Making Hadoop Work in More Places With Hadapt

A Yale computer science project has turned into a company that’s attempting to combine the scalability of Hadoop with an ability to perform analytics with both structured and unstructured data. Hadapt launches today at the Structure: Big Data conference in New York, with an undisclosed amount of seed funding and the goal of making Hadoop more broadly applicable for analytics.

The company, which was founded last year, is based on technology commercialized from Yale University, said Justin Borgman, CEO and co-founder of Hadapt. The idea was to help make Hadoop — the open-source, large-data analytics technology inspired by Google’s (s goog) MapReduce software — more enterprise friendly. Borgman says the primary benefits are Hadapt’s ability to work with unstructured and structured data, and an SQL-like interface.

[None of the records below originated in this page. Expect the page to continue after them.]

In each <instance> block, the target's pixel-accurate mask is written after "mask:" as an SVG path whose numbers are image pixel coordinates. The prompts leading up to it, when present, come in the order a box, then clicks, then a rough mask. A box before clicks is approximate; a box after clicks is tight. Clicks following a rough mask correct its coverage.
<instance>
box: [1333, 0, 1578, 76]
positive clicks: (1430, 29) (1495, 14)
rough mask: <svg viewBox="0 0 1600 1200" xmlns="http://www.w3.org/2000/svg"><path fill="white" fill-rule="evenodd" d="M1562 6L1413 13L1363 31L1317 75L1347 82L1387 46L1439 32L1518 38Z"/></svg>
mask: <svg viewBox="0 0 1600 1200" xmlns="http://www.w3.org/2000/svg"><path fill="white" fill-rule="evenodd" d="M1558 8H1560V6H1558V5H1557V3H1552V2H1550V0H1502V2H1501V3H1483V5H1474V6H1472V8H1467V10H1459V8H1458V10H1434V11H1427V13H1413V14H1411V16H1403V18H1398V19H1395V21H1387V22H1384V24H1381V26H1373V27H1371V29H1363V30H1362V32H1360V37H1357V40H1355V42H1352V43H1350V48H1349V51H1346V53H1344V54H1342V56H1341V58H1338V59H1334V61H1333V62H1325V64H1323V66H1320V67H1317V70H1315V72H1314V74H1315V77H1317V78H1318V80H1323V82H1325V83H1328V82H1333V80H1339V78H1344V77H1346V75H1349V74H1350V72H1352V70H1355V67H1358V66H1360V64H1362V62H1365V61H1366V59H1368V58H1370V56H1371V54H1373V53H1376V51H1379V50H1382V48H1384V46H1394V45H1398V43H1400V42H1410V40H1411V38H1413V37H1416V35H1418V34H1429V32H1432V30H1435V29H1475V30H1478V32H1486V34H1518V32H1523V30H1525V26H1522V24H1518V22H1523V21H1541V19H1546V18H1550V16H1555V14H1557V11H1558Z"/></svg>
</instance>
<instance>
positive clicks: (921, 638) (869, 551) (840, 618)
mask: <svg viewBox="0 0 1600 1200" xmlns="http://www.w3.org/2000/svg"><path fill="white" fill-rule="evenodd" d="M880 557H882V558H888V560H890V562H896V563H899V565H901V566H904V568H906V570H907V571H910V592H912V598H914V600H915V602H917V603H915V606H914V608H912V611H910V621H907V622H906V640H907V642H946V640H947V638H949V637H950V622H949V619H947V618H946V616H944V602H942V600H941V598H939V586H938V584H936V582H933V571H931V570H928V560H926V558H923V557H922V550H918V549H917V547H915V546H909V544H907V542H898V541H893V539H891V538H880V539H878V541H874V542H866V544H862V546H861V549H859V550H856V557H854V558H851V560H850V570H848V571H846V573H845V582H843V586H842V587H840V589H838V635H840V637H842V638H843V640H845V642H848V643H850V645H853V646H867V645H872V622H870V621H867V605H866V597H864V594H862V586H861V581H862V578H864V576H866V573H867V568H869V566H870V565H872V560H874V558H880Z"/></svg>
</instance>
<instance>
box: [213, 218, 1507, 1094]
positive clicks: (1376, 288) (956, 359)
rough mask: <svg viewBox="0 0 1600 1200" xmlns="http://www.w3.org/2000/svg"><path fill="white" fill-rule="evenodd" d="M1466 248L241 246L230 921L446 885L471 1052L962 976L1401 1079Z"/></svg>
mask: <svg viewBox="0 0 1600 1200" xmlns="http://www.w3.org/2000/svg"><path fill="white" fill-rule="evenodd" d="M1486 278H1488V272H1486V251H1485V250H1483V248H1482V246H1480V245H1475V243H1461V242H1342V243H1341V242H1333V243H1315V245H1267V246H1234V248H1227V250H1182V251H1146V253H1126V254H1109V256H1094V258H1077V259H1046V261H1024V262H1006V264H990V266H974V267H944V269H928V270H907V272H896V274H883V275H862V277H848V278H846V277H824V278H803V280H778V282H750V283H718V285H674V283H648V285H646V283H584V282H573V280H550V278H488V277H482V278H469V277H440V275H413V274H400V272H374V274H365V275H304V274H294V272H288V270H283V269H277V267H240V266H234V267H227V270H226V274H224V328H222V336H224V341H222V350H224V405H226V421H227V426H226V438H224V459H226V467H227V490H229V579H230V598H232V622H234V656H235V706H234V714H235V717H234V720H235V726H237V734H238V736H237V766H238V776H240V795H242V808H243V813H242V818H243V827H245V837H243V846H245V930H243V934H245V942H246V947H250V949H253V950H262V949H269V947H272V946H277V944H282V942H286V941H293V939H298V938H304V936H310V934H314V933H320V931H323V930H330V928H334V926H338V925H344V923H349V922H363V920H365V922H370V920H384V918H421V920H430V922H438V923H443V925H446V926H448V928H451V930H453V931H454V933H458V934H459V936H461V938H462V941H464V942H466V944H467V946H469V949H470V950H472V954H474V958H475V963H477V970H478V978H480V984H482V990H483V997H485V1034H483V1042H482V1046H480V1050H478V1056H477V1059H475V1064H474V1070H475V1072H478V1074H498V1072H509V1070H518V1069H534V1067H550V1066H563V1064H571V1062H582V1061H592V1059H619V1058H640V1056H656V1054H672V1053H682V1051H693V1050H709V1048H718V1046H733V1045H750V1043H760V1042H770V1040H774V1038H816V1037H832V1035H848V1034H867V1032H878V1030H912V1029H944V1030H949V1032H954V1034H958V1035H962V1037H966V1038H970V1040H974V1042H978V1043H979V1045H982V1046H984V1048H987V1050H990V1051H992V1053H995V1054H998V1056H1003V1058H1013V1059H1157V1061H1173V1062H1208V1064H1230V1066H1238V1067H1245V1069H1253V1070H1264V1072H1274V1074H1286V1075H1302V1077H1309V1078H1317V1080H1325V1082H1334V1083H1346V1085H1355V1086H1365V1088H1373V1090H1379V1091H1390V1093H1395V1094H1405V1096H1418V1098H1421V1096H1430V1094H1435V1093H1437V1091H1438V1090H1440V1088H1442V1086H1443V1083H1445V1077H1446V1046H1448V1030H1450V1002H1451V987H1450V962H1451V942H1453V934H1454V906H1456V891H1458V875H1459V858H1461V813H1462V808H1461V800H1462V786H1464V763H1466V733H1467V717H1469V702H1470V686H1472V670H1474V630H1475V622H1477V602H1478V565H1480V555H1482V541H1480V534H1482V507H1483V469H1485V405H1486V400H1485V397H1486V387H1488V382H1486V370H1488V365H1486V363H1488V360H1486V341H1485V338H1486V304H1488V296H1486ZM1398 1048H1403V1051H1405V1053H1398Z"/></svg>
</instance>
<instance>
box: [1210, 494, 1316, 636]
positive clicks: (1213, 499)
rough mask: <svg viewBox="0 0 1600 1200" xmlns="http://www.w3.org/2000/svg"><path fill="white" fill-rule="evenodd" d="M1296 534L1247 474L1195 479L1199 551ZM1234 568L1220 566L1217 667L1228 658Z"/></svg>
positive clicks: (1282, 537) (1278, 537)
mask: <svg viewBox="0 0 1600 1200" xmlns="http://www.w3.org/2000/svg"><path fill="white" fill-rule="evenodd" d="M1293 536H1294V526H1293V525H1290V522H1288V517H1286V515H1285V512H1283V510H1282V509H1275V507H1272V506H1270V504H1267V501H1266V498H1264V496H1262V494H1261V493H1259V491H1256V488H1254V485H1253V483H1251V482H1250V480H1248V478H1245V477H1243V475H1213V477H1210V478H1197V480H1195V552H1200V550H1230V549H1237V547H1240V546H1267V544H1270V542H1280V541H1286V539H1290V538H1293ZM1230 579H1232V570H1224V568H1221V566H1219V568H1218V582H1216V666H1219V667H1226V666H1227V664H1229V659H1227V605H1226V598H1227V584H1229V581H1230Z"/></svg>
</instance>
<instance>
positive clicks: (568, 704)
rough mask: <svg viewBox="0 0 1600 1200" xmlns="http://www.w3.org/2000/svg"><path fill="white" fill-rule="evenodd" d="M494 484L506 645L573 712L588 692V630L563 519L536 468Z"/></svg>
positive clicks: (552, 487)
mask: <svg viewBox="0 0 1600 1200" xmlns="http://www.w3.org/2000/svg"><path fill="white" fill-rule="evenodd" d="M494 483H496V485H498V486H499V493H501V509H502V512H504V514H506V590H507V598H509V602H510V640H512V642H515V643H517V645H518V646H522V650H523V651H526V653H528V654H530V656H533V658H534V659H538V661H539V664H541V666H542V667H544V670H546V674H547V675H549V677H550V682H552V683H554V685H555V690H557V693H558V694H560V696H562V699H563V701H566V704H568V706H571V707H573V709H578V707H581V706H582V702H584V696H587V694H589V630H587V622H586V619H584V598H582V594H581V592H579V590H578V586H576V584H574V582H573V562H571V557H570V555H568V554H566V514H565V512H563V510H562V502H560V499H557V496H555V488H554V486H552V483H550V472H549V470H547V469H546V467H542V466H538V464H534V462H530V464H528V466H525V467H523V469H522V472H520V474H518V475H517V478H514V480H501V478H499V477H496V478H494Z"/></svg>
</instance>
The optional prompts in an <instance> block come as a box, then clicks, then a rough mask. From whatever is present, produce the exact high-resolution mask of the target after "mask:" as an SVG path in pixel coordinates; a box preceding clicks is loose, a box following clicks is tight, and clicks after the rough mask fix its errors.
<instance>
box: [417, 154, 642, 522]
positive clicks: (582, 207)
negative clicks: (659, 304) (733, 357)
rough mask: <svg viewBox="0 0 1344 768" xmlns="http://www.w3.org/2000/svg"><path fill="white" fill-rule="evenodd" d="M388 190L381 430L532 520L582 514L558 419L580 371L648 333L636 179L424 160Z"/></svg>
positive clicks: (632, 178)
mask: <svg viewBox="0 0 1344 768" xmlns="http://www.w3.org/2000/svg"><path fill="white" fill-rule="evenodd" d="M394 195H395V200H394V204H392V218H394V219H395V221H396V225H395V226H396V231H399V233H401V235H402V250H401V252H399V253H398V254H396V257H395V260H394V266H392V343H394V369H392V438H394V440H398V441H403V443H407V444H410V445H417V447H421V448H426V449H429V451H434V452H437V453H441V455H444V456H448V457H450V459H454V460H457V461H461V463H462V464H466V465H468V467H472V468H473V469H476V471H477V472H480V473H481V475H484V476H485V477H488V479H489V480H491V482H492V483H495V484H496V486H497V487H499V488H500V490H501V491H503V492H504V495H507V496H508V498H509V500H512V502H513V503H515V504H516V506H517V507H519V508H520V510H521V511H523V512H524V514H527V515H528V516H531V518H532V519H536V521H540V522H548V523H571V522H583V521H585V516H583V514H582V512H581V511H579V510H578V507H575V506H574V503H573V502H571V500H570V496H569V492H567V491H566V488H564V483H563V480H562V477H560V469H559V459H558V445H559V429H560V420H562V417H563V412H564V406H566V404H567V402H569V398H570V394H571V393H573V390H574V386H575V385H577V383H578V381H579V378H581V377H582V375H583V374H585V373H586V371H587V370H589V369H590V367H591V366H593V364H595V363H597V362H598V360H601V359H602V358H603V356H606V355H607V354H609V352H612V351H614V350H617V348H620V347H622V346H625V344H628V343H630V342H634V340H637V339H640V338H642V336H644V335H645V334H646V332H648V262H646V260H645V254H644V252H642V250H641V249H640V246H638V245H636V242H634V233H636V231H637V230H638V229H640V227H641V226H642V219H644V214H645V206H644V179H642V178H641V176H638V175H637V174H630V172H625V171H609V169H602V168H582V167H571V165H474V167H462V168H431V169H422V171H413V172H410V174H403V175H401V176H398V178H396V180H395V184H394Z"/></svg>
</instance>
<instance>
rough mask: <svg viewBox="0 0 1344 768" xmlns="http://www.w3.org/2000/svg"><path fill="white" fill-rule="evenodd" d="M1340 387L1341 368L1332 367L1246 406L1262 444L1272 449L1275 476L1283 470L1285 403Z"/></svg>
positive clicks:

Companies running analytics applications on virtualized environments would also see speed gains using Hadapt, although many companies try to run their databases on non-virtualized environments because running multiple databases on virtualized servers tends to slow them down. However, for those who have smaller database environments or want to try to cram everything into a cloud, Hadapt might offer performance benefits.

The software runs on any hardware and can be clustered in a heterogenous environment. The bigger idea behind Hadapt is to replace the large-scale proprietary data-warehousing gear offered by EMC (s emc), Teradata (s tdc) and Netezza (now a division of IBM) (s ibm). In the last few months, many of the large computer systems makers have spent billions buying up software to help analyze structured data with Greenplum going to EMC, HP buying Vertica (s hpq) and Teradata scooping up Aster. Borgman looks at those deals and says, “The playing field is now cleared for companies like ours.”